Now in isolation you might say, that’s not so hot. But let’s frame the complete picture by reflecting on the regional heat trend since the mid 90’s. In 1996, over the entire season, the Colli Orientali recorded a mere 10 days that were above 30C degrees. Over the following four years the creep was such that in 2000, the zones average reached 20 days above 30C. By 2008/2009 it went through 30 days on average. By 2013 it had quadrupled going beyond 40 days on average. Yes, there are peaks and troughs all along the median. But the average is only going in one direction and alarmingly that’s up. With the 2018 figure at 57 days, it seems an average of 50 days above 30C may not be far off.
Compared to many, Friuli’s current climate might well be enviable. But there’s no room for complacency. Apart from weather concerns, Davide Cisilino & Francesco Degano outlined how nature is continually throwing diseased curve balls. Flavascenza dorata, Mal Dell’Esca, Blackwood, European Grapevine moth (Lobesia botrana) and the brown marmorated stink bug (Halyomorpha halys) are prevalent. Not to mention the ubiquitous Peronospora and Oidium. While neither of these played any significant part in 2018, as one of Italy’s wettest reaches, Friuli-Venezia Giulia must remain alert.

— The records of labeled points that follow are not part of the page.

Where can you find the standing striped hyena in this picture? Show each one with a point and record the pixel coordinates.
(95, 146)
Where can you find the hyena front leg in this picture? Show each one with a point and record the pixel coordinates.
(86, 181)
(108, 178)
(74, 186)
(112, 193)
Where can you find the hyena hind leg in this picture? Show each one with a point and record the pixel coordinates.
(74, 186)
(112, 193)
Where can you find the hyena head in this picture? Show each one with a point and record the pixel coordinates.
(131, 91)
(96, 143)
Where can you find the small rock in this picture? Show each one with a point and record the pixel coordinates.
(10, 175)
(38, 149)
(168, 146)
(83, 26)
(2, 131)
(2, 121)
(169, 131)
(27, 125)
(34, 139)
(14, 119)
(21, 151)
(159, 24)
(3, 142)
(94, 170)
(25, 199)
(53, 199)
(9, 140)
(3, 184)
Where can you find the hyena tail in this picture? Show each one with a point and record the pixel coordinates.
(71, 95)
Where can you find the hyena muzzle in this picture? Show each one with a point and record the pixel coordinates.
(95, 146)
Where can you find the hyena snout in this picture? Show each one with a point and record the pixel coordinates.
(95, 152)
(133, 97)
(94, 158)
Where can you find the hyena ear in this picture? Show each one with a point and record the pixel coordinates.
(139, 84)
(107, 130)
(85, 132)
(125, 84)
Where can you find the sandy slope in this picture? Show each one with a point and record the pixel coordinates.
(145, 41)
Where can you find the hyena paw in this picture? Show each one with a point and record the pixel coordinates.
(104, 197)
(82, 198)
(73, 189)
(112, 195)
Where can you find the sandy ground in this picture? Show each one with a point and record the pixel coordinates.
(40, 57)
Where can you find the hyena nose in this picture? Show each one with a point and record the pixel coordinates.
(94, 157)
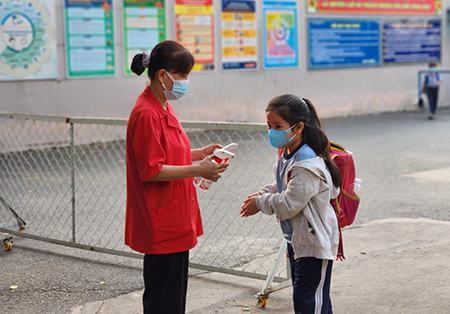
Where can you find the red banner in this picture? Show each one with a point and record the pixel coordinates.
(420, 7)
(194, 2)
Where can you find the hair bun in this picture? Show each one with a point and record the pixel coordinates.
(136, 64)
(146, 59)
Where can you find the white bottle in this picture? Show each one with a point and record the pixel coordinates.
(220, 156)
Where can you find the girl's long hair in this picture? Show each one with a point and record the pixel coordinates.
(294, 110)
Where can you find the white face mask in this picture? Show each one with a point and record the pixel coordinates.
(179, 88)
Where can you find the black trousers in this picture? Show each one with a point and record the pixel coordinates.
(433, 96)
(165, 280)
(311, 279)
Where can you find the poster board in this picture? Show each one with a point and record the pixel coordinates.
(280, 34)
(194, 27)
(337, 43)
(239, 35)
(27, 40)
(90, 45)
(411, 40)
(144, 26)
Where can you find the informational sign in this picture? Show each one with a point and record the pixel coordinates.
(195, 30)
(144, 26)
(280, 33)
(89, 38)
(239, 35)
(27, 40)
(411, 41)
(334, 43)
(420, 7)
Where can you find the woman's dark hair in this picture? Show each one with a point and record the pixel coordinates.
(168, 55)
(294, 110)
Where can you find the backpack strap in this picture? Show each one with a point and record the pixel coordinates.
(340, 256)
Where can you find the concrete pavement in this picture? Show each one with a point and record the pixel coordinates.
(392, 266)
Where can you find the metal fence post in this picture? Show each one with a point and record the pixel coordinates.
(72, 158)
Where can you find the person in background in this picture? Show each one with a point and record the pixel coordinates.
(430, 87)
(162, 214)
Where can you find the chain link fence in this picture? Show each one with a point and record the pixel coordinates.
(66, 178)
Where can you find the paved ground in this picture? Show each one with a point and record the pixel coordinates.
(403, 160)
(392, 266)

Reporting via a new real-time app, their output is increasingly informative and essential for reactivity. Hats off to them and their farsighted info gathering and dissemination. The seeds they are sowing are providing local growers with rich support.

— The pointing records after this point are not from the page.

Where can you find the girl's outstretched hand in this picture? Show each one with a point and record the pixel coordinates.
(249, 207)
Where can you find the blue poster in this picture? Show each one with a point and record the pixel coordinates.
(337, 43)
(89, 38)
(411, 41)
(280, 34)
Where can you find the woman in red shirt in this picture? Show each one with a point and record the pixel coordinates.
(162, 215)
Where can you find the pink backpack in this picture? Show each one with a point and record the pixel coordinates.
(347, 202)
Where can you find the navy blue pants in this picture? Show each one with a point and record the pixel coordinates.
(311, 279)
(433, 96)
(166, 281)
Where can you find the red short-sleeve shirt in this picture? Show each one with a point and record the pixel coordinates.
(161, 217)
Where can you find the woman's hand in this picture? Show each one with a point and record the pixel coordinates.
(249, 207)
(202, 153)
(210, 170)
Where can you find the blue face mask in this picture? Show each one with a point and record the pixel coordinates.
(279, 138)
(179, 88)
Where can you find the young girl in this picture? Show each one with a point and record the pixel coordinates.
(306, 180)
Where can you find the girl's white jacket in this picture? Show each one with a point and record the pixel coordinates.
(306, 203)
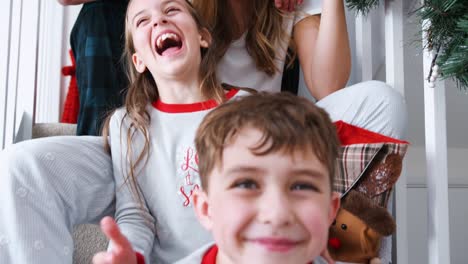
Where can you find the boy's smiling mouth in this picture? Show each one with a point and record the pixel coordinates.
(168, 42)
(275, 244)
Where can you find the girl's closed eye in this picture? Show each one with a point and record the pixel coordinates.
(248, 184)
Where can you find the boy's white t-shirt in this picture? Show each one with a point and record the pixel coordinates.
(238, 68)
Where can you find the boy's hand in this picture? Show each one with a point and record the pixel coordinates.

Special mention goes to the collaborative project called ‘Viticoltura di Precisione’ (Precision Viticulture). In speaking of the technological rush to achieve oenological greatness, Giovanni Bigot outlined how we all have forgotten our natural connection with the land. His rallying call is to get everyone back in their yards. Get to know your vines and vineyards. Understand the evolving life forces and be prepared to adapt your ways. The message is strong and clear. In respone to the initiative, many winery’s have already switched to more sustainable low impact practices with increasingly visible results. All positive. For example the 2018 season saw an amazing average of only 9 treatments across the FCO production zone. Okay, it’s not yet a trend but it’s a strong indication of how working closer with and understanding more about natures forces, we can achieve measurable rewards. And that Quality payback is real, in both human and vinous terms.
Is this the Shape of things to come ?
One sincerely hopes not.
Let’s get out there people.
Observe, Feel and Adapt,
we gotta make sure we’re lowering the Impact.